Literature DB >> 32436571

Associations of Early COVID-19 Cases in San Francisco With Domestic and International Travel.

Wei Gu1,2, Xianding Deng1,2, Kevin Reyes1,2, Elaine Hsu1,2, Candace Wang1,2, Alicia Sotomayor-Gonzalez1,2, Scot Federman1,2, Brian Bushnell3, Steve Miller1,2, Charles Y Chiu1,2,4.   

Abstract

In early-to-mid March 2020, 20 of 46 (43%) COVID-19 cases at a tertiary care hospital in San Francisco, California were travel related. Cases were significantly associated with travel to either Europe (odds ratio, 6.1) or New York (odds ratio, 32.9). Viral genomes recovered from 9 of 12 (75%) cases co-clustered with lineages circulating in Europe.
© The Author(s) 2020. Published by Oxford University Press for the Infectious Diseases Society of America.

Entities:  

Keywords:  SARS coronavirus 2 (SARS-CoV-2); hospital epidemiology; pandemic; risk-based screening; travel history

Mesh:

Year:  2020        PMID: 32436571      PMCID: PMC7314204          DOI: 10.1093/cid/ciaa599

Source DB:  PubMed          Journal:  Clin Infect Dis        ISSN: 1058-4838            Impact factor:   9.079


INTRODUCTION

As of 4 April 2020, the coronavirus disease 2019 (COVID-19) pandemic, caused by the novel severe acute respiratory syndrome coronavirus 2 (SARS-CoV-2) [1], has infected more than 1.2 million people worldwide and the increase in cases has been exponential. In particular, New York cases in the United States quickly surged from 22 to more than 10 000 between 10 and 22 March [2]. By 4 April there were more than 150 000 cases in New York and nearby New Jersey, threatening to overwhelm hospitals and other regional healthcare systems in the city. In San Francisco, we validated a quantitive reverse transcriptase–polymerase chain reaction (qRT-PCR) test to detect SARS-CoV-2 infection from nasopharyngeal swab samples based on the EUA (Emergency Use Authorization)-approved US Centers for Disease Control and Prevention assay [3]. Here we present travel-associated findings among the COVID-19 patients seen at University of California, San Francisco (UCSF) during the first 10 days since launch.

METHODS

The institutional review board (IRB) at UCSF approved the clinical and epidemiological association study (IRB #20-30538) and the phylogenetic study (IRB #10-01116, 11-05519). Non-identifying clinical, demographic, and laboratory data were extracted from clinical testing results and the electronic medical board by retrospective chart review. Informed consent was waived for this minimal risk study. Documented history was recorded by a physician or nurse practitioner and included sick contacts, health care worker status, and travel history.
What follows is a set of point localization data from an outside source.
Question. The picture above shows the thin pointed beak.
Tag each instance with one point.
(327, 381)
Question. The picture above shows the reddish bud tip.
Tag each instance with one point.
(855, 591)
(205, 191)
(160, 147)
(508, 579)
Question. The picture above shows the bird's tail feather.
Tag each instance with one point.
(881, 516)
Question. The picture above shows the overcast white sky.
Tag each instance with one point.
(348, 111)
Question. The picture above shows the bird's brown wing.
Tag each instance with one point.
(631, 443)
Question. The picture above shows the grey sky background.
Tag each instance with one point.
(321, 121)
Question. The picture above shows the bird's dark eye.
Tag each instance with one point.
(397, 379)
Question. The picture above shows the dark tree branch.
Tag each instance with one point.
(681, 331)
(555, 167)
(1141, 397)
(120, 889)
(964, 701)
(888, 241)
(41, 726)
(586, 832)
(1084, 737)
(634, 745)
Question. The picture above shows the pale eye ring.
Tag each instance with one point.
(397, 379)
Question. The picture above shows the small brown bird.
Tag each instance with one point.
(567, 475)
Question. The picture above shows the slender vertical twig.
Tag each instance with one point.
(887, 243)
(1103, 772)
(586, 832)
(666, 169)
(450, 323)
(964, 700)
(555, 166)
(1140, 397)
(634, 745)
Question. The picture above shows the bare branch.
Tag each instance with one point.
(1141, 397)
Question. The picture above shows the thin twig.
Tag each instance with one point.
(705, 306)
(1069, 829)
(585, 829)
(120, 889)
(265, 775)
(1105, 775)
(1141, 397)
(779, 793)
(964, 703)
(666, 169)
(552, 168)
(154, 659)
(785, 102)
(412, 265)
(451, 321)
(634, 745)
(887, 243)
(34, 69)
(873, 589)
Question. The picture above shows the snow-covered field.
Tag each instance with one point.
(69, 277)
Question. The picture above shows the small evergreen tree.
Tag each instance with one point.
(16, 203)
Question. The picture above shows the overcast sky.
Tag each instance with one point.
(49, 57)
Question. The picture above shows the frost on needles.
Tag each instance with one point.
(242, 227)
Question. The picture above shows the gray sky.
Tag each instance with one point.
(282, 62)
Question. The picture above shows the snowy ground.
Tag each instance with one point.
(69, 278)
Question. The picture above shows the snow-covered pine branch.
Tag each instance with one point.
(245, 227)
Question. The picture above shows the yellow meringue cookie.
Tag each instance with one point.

For sequencing of SARS-CoV-2 genomes, RNA was extracted from nasopharyngeal (NP) swab samples on a Qiagen EZ1 Advanced XL instrument, followed by reverse transcription to cDNA, PCR amplification, and Illumina NextSeq sequencing using tiled primers spanning the genome as previously described [4, 5]. Viral genomes were aligned using MAFFT v7.427 [6] with 762 high-coverage viral genomes deposited in the GISAID (Global Initiative for Sharing All Influenza Data, recently adapted to include SARS-CoV-2 genomes) database [7, 8] as of March 20, 2020, in addition to the most recent viral genomes sequenced in California as of May 3, 2020 [9], for a total of 983 sequences. A maximum likelihood phylogenetic tree was constructed using IQTREE (version 2) using an HKY (Hasegawa-Kishino-Yano) substitution model [10]. Assembled SARS-CoV-2 genomes in this study were uploaded to the GISAID database [7, 8] (accession numbers EPI_ISL_417330, EPI_ISL_417331, EPI_ISL_429881, EPI_ISL_EPI_ISL450232 - EPI_ISL450240) and were also submitted to the National Center for Biotechnology Information (NCBI) GenBank database (accession numbers MT419851, MT419852, MT419860, MT510718-726). Raw sequence data were submitted to the NCBI Sequence Read Archive (SRA) database (BioProject accession number PRJNA629889 and umbrella BioProject accession number PRJNA171119). De-identified data from UCSF patients is available upon request.

RESULTS

We performed SARS-CoV-2 testing on 947 samples collected from 10 March through 20 March from patients with suspected SARS-CoV-2 infection admitted to UCSF hospitals or seen in outpatient clinics. We reviewed the electronic medical records from the first 46 consecutive SARS-CoV-2–positive cases. Data from these patients with COVID-19 were matched with 102 randomly selected negative controls who were patients who tested negative for SARS-CoV-2 over the same time period. Documented history was recorded by a physician or nurse practitioner and included sick contacts, healthcare worker status, and travel history. Among the 46 COVID-19–positive patients, the median age was 44 years, 46% were female, and 65% were outpatients (Supplementary Table 1). We noted that a travel history within 2 weeks of symptom onset (median date, 11 March 2020) was significantly associated with COVID-19 infection (odds ratio [OR], 3.8; 95% confidence interval [CI] 1.8–8.4), comprising 43% (20/46) of newly diagnosed cases (Figure 1A). Out of the 20 travelers with COVID-19 infection, there were significant associations for prior travel to Europe (5 travelers; OR, 6.1; 95% CI 1.1-32.7), travel outside of San Francisco to other cities within California or other states (United States) (14 travelers; OR: 4.0; 1.6–10.0), and specifically travel to New York (6 travelers; OR, 32.9; 95% CI 1.8-598) as compared with 17 travelers without infection (Figure 1B and Supplementary Tables 2 and 3). The association with travel may be due to direct exposure to SARS-CoV-2 while in high-prevalence regions (eg, New York) or exposure while traveling (close contact with fellow travelers or airport personnel). One cluster of 3 positive cases associated with COVID-19 infection in an airport worker was categorized as a case of community- rather than travel-associated transmission. No significant associations were found with regard to close contacts with persons with known COVID-19 infection or frontline healthcare workers. Those who did not have a recent travel history, a close contact who was COVID-19 positive, or were not a frontline healthcare worker were categorized as community transmission with an unknown source of infection and comprised 39% of cases.
Figure 1.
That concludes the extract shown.